If Kafka is configured to use Sentry authorization, make sure that streamsrepmgr is added to the Kafka Super users property.
  1. From the Cloudera Manager Home page, select the drop-down to the right of your cluster, and select Add a Service and select Streams Replication Manager. You may install one service at a time.
  2. Select Streams Replication Manager from the list of services and click Continue.
  3. Assign role instances to hosts:
    1. Click the field below Streams Replication Manager Driver to display a dialog box containing a list of hosts.
    2. Select 1 or more hosts that the Streams Replication Manager Driver should be assigned to and Click Ok.
    3. Click the field below Streams Replication Manager Service to display a dialog box containing a list of hosts.
    4. Select 1 host that the Streams Replication Manager Service should be assigned to and Click Ok.
  4. Click Continue.
  5. Specify cluster aliases:
    1. Find the Streams Replication Manager Cluster alias. property.
    2. Add a comma delimited list of cluster aliases.
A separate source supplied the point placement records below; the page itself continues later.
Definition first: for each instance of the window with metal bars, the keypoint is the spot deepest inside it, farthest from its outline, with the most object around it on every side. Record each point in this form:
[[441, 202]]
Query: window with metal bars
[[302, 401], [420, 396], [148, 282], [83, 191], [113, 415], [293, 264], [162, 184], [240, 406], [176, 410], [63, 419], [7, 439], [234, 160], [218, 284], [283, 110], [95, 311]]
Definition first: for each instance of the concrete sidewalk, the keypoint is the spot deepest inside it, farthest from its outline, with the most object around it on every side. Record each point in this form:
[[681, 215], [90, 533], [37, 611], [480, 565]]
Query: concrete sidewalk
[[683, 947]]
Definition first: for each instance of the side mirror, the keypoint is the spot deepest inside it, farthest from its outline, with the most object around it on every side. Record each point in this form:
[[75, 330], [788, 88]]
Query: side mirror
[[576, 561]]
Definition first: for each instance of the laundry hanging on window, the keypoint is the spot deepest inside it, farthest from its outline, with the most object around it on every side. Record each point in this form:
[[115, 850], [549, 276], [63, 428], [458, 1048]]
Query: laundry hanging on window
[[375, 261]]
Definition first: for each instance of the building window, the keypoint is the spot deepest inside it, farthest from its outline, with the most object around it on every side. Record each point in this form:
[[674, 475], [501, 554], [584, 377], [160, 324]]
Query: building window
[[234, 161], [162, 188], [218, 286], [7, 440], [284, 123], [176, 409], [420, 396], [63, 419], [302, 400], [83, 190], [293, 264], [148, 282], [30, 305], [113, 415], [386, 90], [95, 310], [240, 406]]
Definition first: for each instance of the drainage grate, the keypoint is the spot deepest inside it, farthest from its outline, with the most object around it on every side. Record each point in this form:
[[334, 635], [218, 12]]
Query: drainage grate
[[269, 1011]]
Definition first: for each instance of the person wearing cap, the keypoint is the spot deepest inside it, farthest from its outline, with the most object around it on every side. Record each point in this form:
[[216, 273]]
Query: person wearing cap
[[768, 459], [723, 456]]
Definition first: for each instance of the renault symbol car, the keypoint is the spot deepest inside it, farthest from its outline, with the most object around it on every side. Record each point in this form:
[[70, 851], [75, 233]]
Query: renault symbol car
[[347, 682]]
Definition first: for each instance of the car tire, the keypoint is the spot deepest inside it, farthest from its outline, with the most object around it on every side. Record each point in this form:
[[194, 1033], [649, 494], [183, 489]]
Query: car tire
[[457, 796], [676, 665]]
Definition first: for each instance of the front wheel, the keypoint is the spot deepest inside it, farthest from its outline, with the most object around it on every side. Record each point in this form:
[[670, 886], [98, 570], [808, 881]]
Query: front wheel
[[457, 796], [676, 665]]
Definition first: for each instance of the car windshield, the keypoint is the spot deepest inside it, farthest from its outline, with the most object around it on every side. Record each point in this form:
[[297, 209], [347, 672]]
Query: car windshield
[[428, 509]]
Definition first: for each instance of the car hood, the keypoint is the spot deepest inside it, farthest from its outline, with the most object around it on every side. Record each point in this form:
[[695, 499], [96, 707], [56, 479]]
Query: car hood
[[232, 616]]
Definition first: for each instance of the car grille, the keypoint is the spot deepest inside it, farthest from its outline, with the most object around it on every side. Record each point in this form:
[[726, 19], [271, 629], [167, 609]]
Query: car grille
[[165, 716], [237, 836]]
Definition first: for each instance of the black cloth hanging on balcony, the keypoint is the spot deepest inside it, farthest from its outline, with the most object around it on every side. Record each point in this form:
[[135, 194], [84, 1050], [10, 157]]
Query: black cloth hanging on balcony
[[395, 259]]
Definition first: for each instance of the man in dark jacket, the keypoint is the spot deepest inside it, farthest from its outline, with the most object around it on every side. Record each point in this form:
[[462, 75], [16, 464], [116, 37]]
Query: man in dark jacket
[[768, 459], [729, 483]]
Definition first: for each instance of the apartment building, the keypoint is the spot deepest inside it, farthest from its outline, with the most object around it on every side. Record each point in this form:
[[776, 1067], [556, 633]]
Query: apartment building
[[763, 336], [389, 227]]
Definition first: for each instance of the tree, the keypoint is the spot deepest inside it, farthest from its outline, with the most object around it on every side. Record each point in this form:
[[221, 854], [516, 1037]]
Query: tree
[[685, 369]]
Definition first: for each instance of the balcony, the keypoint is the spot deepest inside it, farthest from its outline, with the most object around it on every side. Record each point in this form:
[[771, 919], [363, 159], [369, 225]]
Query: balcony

For example:
      primary, secondary
      Cluster aliases are arbitrary names defined by the user. Aliases specified here are used in other configuration properties and with the srm-control tool to refer to the clusters added for replication.
  6. Specify cluster connection information:
    1. Find the streams.replication.manager's replication configs property.
    2. Click the add button and add new lines for each cluster alias you have specified in the Streams Replication Manager Cluster alias. property
    3. Add connection information for your clusters. For example:
      primary.bootstrap.servers=primary_host1:9092,primary_host2:9092,primary_host3:9092
      secondary.bootstrap.servers=secondary_host1:9092,secondary_host2:9092,secondary_host3:9092

      Each cluster has to be added to a new line. If a cluster has multiple hosts, add them to the same line but delimit them with commas.

  7. Add and enable replications:
    1. Find the streams.replication.manager's replication configs property.
    2. Click the add button and add new lines for each unique replication you want to add and enable.
    3. Add and enable your replications. For example:
      primary->secondary.enabled=true
      secondary->primary.enabled=true
      
  8. Specify the Streams Replication Manager Service role target cluster:
    1. Find the streams replication manager service target cluster property.
    2. Add the target cluster alias. For example:
      secondary

    The target cluster is where the service gathers replication information from. Cloudera recommends that you deploy the service on every cluster and configure each instance of the service to target the cluster that it is running on.

  9. Optional: Specify the Streams Replication Manager Driver role target clusters:
    1. Find the streams replication manager driver target cluster property.
    2. Add the cluster aliases that you want the driver role to target. For example:
      primary, secondary

    You can use the streams replication manager driver target cluster property to specify a subset of clusters that the driver should target or in other words write to. When this property is left empty (default) the driver will read from and write to all clusters added to SRMs configuration. When this property is set, the driver will collect data from all clusters, but will only write to the clusters specified in this property. This property becomes essential when you have an advanced deployment as it allows you to distribute replication workloads.

  10. Configure properties not exposed in Cloudera Manager:
    SRM accepts a number of additional configuration properties that are not available in Cloudera Manager. Depending on your requirements you may need to configure these properties as well. You can find a comprehensive list of these properties in Configuration Properties Reference.
    1. Find the streams.replication.manager's replication configs property.
    2. Click the add button and add new lines for each additional property you want to configure.
    3. Add configuration properties. For example:
      replication.factor=3
  11. Depending on your requirement, review and configure other properties available on this page.
  12. Click Continue and wait until Streams Replication Manager is started.
  13. Click Continue then click Finish.
  • Replicating data to or from the specified clusters is now possible.
  • The SRM service REST API Swagger UI is available at one of the following addresses:
    • http://<srm-service-host>:<srm-service-port/swagger
    • https://<srm-service-host>:<srm-service-port/swagger
  • Enable Kerberos and TLS/SSL for SRM.
  • Use the srm-control tool located at /opt/cloudera/parcels/STREAMS_REPLICATION_MANAGER/bin/ to kick off replication by adding topics or groups to the whitelist.